4. Guaranteed Savings Plans
GST applies a little differently on guaranteed savings plans like endowment and moneyback plans. GST on these plans applies only on 25% of the total premium in the first year and only on 12.5% of the premiums in the other years.
For example, if you start investing Rs. 100,000 a year in a guaranteed savings plan, 18% GST will apply only on Rs. 25,000. Thus, your total premium including GST will become Rs. 104,500 (100,000 + 4500 which is 18% of 25,000) in the first year.
However, from second year onwards you will only pay premium Rs. 102,250 including GST as the GST will apply only on 12.5% of the premium.
Life insurance investments are popular for their low investment risk and safe returns over a long period. That is why annuity plans from life insurers are the best when you want a safe a secure pension for the next two to three decades.
Goods and Services Tax applies only on the 10% of the single deposit made in the immediate annuity plans. Immediate annuity plans are very useful for retiring investors who have a large sum to invest for pension income. You can invest a large sum of money in an annuity plan to start receiving a regular income.
Example: If you invest Rs. 1 crore in an annuity plan, GST will apply to Rs 10 lakh. Thus, your total investment will be Rs. 1.018 crores (Rs. 1 crore Premium + GST Rs1.8 lakhs) including GST.
6. Unit Linked Plans (ULIPs)
Unit-linked insurance plans, or ULIPs, are the most popular and versatile wealth generation investment plans from life insurers. ULIPs are the only plan to allow you to invest in multiple funds and still enjoy tax savings on the entire investment.
GST on ULIP premiums apply based on the formula below:
“Total premium cost – Investment Premium”
So, the investment part of the premium does not bear any GST liability. However, the mortality premium will attract GST.
For example, if your total annual premium in a ULIP plan is Rs. 1 lakh and sum assured is Rs. 10 lakhs, your mortality (pure risk) premium is approx. Rs. 1000 (at the age of 30). Then, your total premium including GST would be Rs. 100,180.

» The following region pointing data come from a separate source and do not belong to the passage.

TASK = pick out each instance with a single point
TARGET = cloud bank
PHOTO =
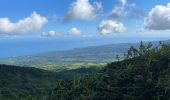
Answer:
(158, 18)
(109, 26)
(74, 31)
(49, 34)
(82, 10)
(126, 11)
(32, 23)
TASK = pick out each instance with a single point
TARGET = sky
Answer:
(85, 18)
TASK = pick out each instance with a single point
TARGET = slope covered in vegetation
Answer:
(26, 83)
(143, 75)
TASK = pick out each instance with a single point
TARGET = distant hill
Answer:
(26, 83)
(75, 58)
(89, 56)
(143, 75)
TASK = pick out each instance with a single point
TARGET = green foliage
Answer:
(25, 83)
(143, 75)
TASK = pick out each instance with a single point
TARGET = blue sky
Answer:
(128, 23)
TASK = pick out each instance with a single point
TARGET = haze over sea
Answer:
(29, 46)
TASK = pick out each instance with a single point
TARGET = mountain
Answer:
(26, 83)
(143, 75)
(71, 59)
(75, 58)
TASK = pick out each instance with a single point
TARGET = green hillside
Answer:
(71, 59)
(26, 83)
(143, 75)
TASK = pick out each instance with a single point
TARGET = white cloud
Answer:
(29, 24)
(125, 10)
(98, 6)
(158, 18)
(123, 2)
(82, 10)
(74, 31)
(108, 26)
(50, 33)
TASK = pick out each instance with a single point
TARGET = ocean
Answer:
(29, 46)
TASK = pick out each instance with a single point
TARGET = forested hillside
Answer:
(26, 83)
(143, 75)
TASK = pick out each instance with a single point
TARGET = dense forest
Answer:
(26, 83)
(143, 75)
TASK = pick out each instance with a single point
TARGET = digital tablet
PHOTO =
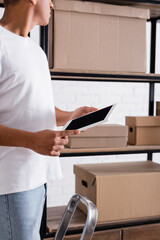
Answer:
(90, 120)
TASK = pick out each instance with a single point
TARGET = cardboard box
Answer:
(121, 191)
(143, 130)
(90, 36)
(157, 108)
(103, 136)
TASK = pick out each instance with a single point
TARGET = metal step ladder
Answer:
(90, 223)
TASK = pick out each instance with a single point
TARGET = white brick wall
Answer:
(132, 99)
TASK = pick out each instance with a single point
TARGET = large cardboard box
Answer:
(97, 37)
(157, 108)
(143, 130)
(121, 191)
(103, 136)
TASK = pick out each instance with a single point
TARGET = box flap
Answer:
(104, 130)
(101, 8)
(151, 121)
(108, 169)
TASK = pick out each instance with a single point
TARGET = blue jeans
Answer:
(21, 213)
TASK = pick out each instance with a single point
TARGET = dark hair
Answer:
(7, 2)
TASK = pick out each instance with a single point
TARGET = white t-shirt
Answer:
(26, 103)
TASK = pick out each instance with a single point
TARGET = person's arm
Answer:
(62, 117)
(46, 142)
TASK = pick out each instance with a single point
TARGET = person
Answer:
(29, 142)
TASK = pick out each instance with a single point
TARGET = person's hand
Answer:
(82, 111)
(48, 142)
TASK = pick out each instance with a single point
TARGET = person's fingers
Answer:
(57, 147)
(67, 133)
(54, 153)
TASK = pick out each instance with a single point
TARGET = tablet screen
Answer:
(89, 119)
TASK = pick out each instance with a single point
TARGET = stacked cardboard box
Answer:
(143, 130)
(90, 36)
(120, 190)
(103, 136)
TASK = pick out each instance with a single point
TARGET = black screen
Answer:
(89, 119)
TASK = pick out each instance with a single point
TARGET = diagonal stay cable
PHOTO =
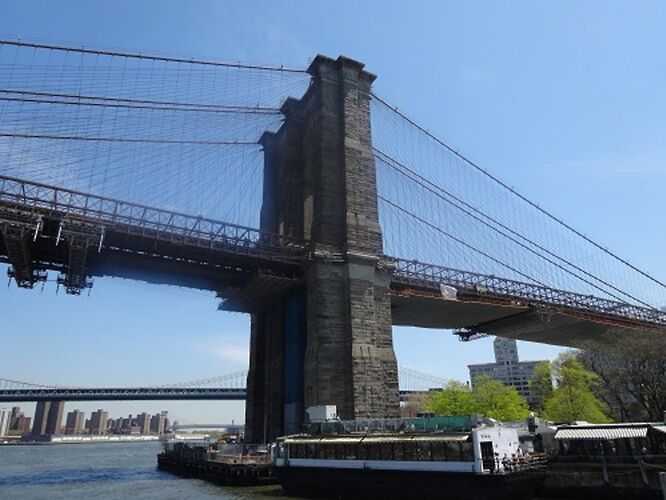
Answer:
(433, 188)
(125, 139)
(462, 242)
(134, 55)
(515, 192)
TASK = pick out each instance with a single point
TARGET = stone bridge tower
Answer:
(330, 341)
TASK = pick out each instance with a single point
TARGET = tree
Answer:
(454, 399)
(489, 397)
(633, 374)
(414, 405)
(573, 399)
(541, 385)
(495, 400)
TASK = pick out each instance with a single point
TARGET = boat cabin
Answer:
(483, 450)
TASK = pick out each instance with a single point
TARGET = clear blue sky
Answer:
(564, 100)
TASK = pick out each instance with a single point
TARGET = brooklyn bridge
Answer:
(300, 197)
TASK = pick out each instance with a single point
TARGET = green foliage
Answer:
(541, 385)
(574, 399)
(496, 400)
(454, 399)
(489, 397)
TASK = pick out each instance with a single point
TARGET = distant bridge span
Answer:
(247, 266)
(122, 394)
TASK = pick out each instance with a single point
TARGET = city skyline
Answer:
(554, 138)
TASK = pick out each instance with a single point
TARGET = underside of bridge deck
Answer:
(477, 314)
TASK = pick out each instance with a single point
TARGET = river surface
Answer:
(104, 471)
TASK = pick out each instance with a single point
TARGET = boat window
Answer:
(375, 451)
(439, 450)
(423, 448)
(350, 451)
(411, 451)
(451, 450)
(387, 451)
(326, 451)
(466, 451)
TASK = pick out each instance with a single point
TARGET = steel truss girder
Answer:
(430, 276)
(17, 230)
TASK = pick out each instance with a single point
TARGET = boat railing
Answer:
(533, 462)
(609, 459)
(240, 454)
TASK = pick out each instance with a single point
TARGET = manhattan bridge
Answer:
(300, 197)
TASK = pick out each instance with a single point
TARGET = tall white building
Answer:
(507, 367)
(5, 419)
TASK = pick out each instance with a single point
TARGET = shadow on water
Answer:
(84, 475)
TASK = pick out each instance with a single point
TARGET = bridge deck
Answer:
(135, 241)
(121, 394)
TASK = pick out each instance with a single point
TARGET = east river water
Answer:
(104, 471)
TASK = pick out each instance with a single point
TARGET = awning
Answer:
(602, 433)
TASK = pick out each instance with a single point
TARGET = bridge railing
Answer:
(432, 276)
(142, 220)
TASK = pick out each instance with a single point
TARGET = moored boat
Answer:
(478, 462)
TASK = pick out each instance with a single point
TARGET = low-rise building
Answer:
(507, 367)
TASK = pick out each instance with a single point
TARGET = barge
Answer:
(481, 462)
(228, 464)
(622, 461)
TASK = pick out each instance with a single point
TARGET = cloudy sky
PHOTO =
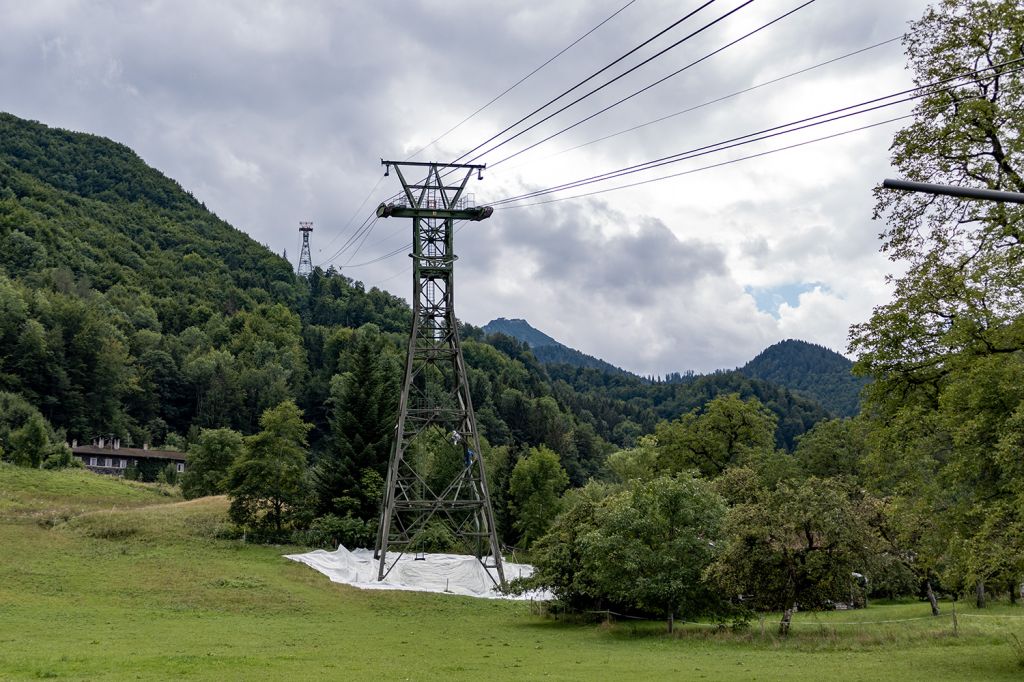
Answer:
(273, 113)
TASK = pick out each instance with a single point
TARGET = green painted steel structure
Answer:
(435, 474)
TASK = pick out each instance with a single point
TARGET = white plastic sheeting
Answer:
(454, 573)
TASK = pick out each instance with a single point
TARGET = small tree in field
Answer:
(209, 460)
(642, 549)
(267, 483)
(798, 544)
(536, 487)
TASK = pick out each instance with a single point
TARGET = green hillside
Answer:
(102, 580)
(130, 309)
(811, 370)
(547, 349)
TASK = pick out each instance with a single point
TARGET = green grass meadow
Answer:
(108, 580)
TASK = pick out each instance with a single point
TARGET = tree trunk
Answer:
(783, 625)
(931, 597)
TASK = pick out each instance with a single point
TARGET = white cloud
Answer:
(273, 113)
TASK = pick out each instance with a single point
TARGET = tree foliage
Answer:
(267, 484)
(210, 458)
(798, 544)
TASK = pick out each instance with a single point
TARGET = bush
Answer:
(330, 530)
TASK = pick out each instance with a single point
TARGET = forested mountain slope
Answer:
(547, 349)
(129, 308)
(812, 370)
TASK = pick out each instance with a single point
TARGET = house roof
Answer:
(130, 452)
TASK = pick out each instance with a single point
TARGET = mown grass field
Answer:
(104, 580)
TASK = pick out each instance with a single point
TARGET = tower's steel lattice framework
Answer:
(305, 261)
(436, 428)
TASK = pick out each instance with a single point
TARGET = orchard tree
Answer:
(833, 448)
(361, 413)
(535, 488)
(651, 545)
(964, 289)
(798, 544)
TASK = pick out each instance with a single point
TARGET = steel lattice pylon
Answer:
(305, 261)
(435, 473)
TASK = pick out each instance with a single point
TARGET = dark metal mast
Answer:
(436, 429)
(305, 261)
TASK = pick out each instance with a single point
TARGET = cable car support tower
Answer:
(435, 474)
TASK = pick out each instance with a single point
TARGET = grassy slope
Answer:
(148, 591)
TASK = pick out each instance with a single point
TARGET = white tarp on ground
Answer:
(455, 573)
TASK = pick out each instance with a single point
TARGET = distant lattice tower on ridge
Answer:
(305, 261)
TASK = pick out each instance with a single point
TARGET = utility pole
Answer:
(435, 474)
(953, 190)
(305, 262)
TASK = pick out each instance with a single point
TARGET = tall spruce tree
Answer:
(361, 409)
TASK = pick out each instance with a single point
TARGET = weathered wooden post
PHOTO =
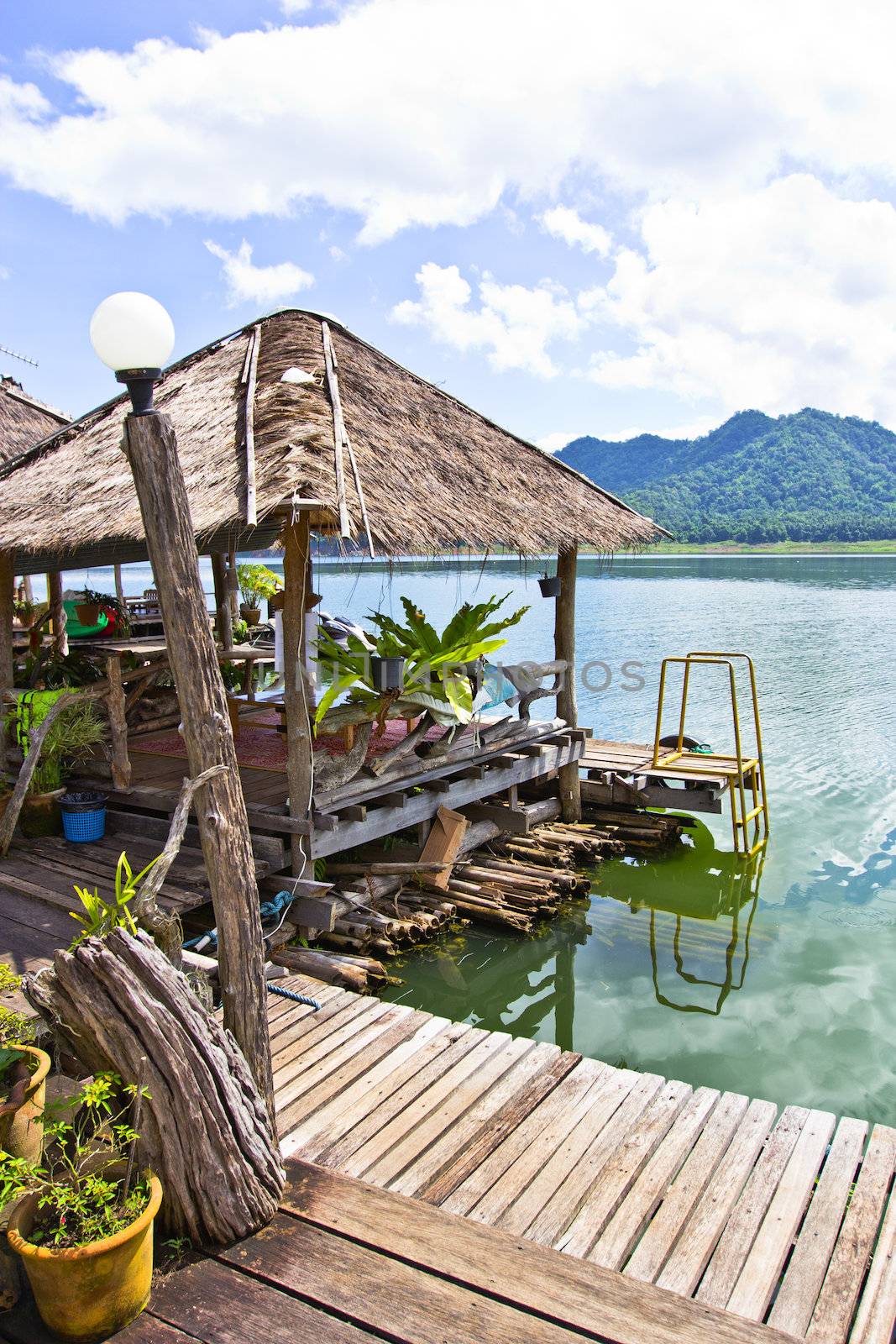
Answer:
(7, 667)
(223, 622)
(564, 648)
(56, 613)
(150, 448)
(298, 734)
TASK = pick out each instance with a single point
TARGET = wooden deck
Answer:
(344, 1263)
(716, 1198)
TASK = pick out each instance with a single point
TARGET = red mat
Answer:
(264, 749)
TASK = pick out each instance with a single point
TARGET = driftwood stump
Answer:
(204, 1128)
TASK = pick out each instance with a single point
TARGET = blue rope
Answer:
(291, 994)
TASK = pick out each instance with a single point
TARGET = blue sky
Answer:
(594, 219)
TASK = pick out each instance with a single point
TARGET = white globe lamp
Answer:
(134, 335)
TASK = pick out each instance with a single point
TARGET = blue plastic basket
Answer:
(83, 816)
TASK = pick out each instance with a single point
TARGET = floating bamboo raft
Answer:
(513, 882)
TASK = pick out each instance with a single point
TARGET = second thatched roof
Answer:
(432, 472)
(23, 420)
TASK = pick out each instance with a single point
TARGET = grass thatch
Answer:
(23, 421)
(434, 472)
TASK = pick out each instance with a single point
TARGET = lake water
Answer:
(775, 980)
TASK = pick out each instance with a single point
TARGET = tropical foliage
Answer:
(83, 1195)
(437, 667)
(804, 477)
(257, 584)
(100, 914)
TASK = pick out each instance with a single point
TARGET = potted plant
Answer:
(257, 584)
(432, 672)
(85, 1226)
(70, 739)
(23, 1079)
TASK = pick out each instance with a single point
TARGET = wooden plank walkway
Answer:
(343, 1263)
(782, 1220)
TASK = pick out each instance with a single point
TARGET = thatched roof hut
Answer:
(432, 472)
(23, 420)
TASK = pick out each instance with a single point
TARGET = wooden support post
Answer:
(56, 613)
(298, 734)
(117, 725)
(564, 648)
(7, 667)
(221, 811)
(233, 586)
(222, 602)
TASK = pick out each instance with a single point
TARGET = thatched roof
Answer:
(434, 474)
(23, 420)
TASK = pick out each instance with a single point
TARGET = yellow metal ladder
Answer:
(746, 776)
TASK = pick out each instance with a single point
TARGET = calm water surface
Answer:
(778, 980)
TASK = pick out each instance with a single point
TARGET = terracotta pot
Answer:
(40, 815)
(22, 1126)
(86, 1294)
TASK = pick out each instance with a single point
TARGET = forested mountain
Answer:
(804, 477)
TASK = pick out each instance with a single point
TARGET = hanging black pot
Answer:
(387, 674)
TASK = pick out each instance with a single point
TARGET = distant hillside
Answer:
(804, 477)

ULIP policy issued on or after 1st Feb 2021, for which amount of premium payable for any of year during term of policy exceeds Rs. 2.5 Lakhs is not eligible for exemption under section 10(10D) and thus shall be taxable under section as capital gains under section 112A. Thus, profit arising from amount received under such ULIP shall be considered as ‘Capital Gain’ as per section 45 of Income Tax Act.
Summary of GST impact on different type of insurance plan premium are as follows:
|Insurance Plan||GST on Part of Premium|
|Term Insurance Plans||100%|
|Add-on Benefits or Riders||100%|
|Health Insurance Plans||100%|
|Guaranteed Savings Plans||1st year 25% & the rest 12.5%|
|Single-Premium Pension Plans||10%|
|Unit Linked Insurance Plans (ULIPs)||Total Premium – Investment part|
So, in wealth generation plans like ULIPs and guaranteed saving schemes, GST impact is quite low.
As you may already know, most of these insurance plans we discussed above, enjoy tax deduction under section 80C of the Income Tax Act, 1961. As per the rules you can claim GST paid on insurance premium as a deduction under the respective sections.
ULIPs are especially immune to the GST impact on returns as the charge is minuscule and only reduces as your portfolio grows. However, you end up paying a lot more in a guaranteed savings plan, where it impacts could range from 0.3% to 0.5% depending on the tenure of investment.
If we look at the GST’s impact on wealth generation and guaranteed savings plan it doesn’t create a lot of impact on returns. Additionally, you can claim the GST paid as a tax deduction in the year of investment.